A thumbnail is a single JPEG, typically under 50KB, that can be fetched and displayed in milliseconds. Without thumbnails, every feed scroll would require pre-buffering video before anything appeared on screen.

How Thumbnails Are Created

During the processing pipeline:

Multiple keyframes are extracted from the video at regular intervals
Each keyframe is scored by an ML model for visual quality (avoiding blurry, over-exposed, or mid-blink frames)
The highest-scoring frame is selected (or the creator's manually chosen frame is used if available)
The selected frame is saved as a separate JPEG in object storage

Low-Quality Image Placeholders (LQIP)

Instagram also generates a tiny blur placeholder — sometimes just 20x20 pixels encoded as a base64 string in the API response. This renders instantly (before any network request for the actual thumbnail) and gives the feed a fluid scrolling feel even on slow connections.

Feed item appears
     ↓
Base64 blur hash renders (immediate — no network)
     ↓
Full thumbnail fetched from CDN (50–200ms)
     ↓
Swap: blur → thumbnail
     ↓
User taps play → ABR video stream begins

Caching Frequently Viewed Content

Every content request has a cost: network latency, server load, battery usage. Caching short-circuits that cost by keeping a local copy of recently used content.

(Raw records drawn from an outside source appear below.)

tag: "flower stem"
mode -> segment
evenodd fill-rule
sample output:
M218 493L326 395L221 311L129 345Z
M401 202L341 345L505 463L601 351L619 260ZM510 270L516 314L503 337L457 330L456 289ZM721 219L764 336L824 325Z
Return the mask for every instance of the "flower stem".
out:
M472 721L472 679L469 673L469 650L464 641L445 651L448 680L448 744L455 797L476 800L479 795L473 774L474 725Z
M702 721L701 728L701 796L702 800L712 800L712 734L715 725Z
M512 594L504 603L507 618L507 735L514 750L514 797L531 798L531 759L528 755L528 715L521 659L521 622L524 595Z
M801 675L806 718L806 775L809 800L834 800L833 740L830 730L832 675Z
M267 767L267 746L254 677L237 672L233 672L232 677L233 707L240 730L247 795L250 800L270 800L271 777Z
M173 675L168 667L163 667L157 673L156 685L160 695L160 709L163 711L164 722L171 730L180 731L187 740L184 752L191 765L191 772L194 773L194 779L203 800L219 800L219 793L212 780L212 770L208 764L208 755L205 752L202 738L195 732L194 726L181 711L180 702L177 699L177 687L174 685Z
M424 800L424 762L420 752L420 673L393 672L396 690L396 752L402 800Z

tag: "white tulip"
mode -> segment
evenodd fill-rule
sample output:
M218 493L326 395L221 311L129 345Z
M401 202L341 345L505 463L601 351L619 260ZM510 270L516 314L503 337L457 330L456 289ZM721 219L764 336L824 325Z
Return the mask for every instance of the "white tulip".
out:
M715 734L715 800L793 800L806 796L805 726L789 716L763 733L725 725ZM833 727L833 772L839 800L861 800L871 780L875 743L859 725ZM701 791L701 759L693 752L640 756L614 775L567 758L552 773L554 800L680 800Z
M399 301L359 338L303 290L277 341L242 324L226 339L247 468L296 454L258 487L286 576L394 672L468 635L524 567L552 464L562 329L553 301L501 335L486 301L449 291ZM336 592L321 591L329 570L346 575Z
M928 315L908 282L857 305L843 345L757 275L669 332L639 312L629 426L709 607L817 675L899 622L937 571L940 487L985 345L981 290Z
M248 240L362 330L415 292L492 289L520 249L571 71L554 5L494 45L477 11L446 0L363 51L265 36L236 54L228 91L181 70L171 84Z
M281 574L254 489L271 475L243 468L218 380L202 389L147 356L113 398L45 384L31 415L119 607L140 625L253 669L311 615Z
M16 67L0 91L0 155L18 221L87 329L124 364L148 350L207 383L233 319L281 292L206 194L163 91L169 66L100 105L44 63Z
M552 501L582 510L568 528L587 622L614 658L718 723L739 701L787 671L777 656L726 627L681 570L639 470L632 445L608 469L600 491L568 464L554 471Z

Multi-Level Cache Architecture

Request for content
        ↓
Memory cache (L1) → HIT → Render (~0ms)
        ↓ MISS
Disk cache (L2)   → HIT → Render + promote to L1 (~5–20ms)
        ↓ MISS
CDN Edge          → HIT → Render + store in L2 (~30–100ms)
        ↓ MISS
Origin Storage    → Fetch → Render + propagate to CDN + store in L2

What Gets Cached

Content Type	Cache Location	TTL
Profile pictures	Disk (long TTL)	Days
Feed thumbnails	Disk (medium TTL)	Hours
Active video buffers	Memory	Session only
Stories (viewed)	Disk (short TTL)	Until expiry
Prefetched posts	Disk	Minutes

Prefetching: Getting Ahead of the User

While you're watching post #3, Instagram is already fetching thumbnails and initial video buffers for posts #6–10 in your feed. This makes scrolling feel instantaneous — by the time your thumb reaches those posts, the content is already on your device.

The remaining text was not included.